Stalzer, the Most Valuable Player of the recent Philippine Superliga Grand Prix, is being bothered by back spasms the past five days that prompted Foton Pilipinas head coach Fabio Menta to sit her out in a bid to get her healthy for the all-important quarterfinal battle against either Altay VC of Kazakhstan or NEC Red Rockets of Japan on Tuesday.

Filling the huge void in her absence was her fellow import Ariel Usher, Jovelyn Gonzaga and Jaja Santiago, who wreaked havoc in the middle in the second and third sets.

Usher delivered 15 kills, had three aces and two blocks for a total of 20 points while Gonzaga had 13 kills and three blocks for 16 points. Santiago had 13 hits after a sluggish start that saw Menta experimenting with his roster in the opening set.

“I take responsibility in the loss in the first set. I experimented a little and we paid a heavy price for it,” said Menta, who moved Gonzaga to the open spiker position and Usher and Maika Ortiz to the opposite position to somehow obstruct the attacks of the Vietnamese.

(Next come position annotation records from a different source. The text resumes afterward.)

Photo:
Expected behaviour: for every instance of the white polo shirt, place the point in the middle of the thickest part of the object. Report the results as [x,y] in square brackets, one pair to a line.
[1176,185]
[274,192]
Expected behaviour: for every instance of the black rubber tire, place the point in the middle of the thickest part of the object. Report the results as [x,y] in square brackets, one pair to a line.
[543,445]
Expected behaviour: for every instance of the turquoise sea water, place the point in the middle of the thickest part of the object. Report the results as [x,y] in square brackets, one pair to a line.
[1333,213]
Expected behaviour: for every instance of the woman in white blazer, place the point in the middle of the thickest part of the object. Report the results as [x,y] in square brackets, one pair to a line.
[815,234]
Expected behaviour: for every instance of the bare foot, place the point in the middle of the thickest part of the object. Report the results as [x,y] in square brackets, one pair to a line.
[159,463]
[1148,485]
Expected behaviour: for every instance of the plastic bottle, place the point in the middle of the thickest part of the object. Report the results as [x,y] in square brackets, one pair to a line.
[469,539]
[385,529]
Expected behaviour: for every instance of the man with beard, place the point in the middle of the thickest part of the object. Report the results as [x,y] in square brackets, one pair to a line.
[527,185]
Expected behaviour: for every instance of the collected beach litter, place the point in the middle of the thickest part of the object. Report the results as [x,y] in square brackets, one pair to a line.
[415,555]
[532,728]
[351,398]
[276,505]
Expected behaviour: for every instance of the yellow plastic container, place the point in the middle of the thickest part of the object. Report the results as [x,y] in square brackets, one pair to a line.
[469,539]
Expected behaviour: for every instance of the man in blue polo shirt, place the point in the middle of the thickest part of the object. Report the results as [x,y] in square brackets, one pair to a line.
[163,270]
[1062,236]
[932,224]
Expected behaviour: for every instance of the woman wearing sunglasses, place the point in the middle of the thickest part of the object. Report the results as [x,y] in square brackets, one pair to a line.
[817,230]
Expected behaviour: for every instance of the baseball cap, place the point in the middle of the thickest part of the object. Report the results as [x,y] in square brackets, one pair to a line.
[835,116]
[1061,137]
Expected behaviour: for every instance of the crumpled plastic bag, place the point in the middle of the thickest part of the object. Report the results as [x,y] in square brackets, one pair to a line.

“We got soft in the fourth set. Vietnam was the more disciplined team (in the fourth set). Down 2-1, they only had one choice, which is to play hard. We knew they were coming back hard. We gave them a chance but we slowly collapsed.”

With the Tornadoes one set away from pulling off an upset, the Vietnamese tightened up their defense while skipper Minh Do Thi uncorked powerful smashes from the open position.

Minh, the national team player who finished with 22 kills, five blocks and a pair of aces, took charge in the fourth as the Vietnamese surged ahead, 16-7, entering the second technical timeout.

It was all-Vietnam from there as its blocking and floor defense were too tight, too solid to penetrate.

“My team handled the pressure well,” said Vietnam coach Pham Van Long, whose wards tallied more blocks, 15-9, and more attacks, 58-53, that the home squad.